FeatureUnions are built using a list of (key, value)
pairs. Where key
is the name you give to the conversion (it only works as an arbitrary string or identifier). value
is an estimator object.
>>> from sklearn.pipeline import FeatureUnion
>>> from sklearn.decomposition import PCA
>>> from sklearn.decomposition import KernelPCA
>>> estimators = [('linear_pca', PCA()), ('kernel_pca', KernelPCA())]
>>> combined = FeatureUnion(estimators)
>>> combined
FeatureUnion(n_jobs=1, transformer_list=[('linear_pca', PCA(copy=True,
iterated_power='auto', n_components=None, random_state=None,
svd_solver='auto', tol=0.0, whiten=False)), ('kernel_pca',
KernelPCA(alpha=1.0, coef0=1, copy_X=True, degree=3,
eigen_solver='auto', fit_inverse_transform=False, gamma=None,
kernel='linear', kernel_params=None, max_iter=None, n_components=None,
n_jobs=1, random_state=None, remove_zero_eig=False, tol=0))],
transformer_weights=None)
Like pipelines, feature unions do not require explicit naming of components, [make_union](http://scikit-learn.org/0.18/modules/generated/sklearn.pipeline.make_union.html#sklearn. There is a concise constructor called .pipeline.make_union).
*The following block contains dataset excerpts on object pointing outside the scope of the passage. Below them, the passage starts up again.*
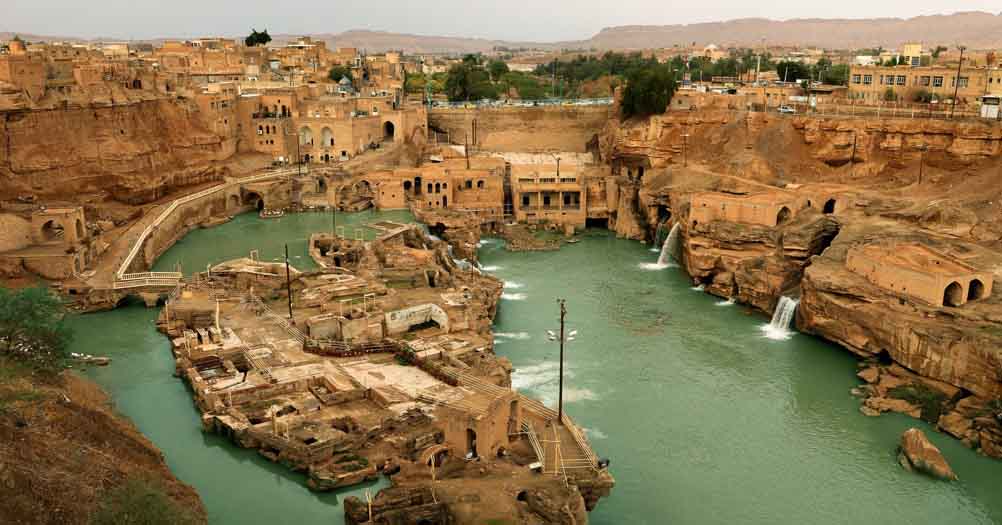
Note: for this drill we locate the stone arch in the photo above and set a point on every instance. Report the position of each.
(52, 230)
(306, 136)
(953, 296)
(783, 215)
(254, 198)
(975, 290)
(471, 443)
>>> combined.set_params(kernel_pca=None)
FeatureUnion(n_jobs=1, transformer_list=[('linear_pca', PCA(copy=True,
iterated_power='auto', n_components=None, random_state=None,
svd_solver='auto', tol=0.0, whiten=False)), ('kernel_pca', None)],
transformer_weights=None)
Similar to the pipeline, individual steps are replaced using set_params
and are ignored when set to None
.
--Example: -Concatenate multiple feature extraction methods -Functional integration with heterogeneous data sources
[scikit-learn 0.18 User Guide 4. Dataset Conversion](http://qiita.com/nazoking@github/items/267f2371757516f8c168#4-%E3%83%87%E3%83%BC%E3%82%BF From% E3% 82% BB% E3% 83% 83% E3% 83% 88% E5% A4% 89% E6% 8F% 9B)
© 2010 --2016, scikit-learn developers (BSD license).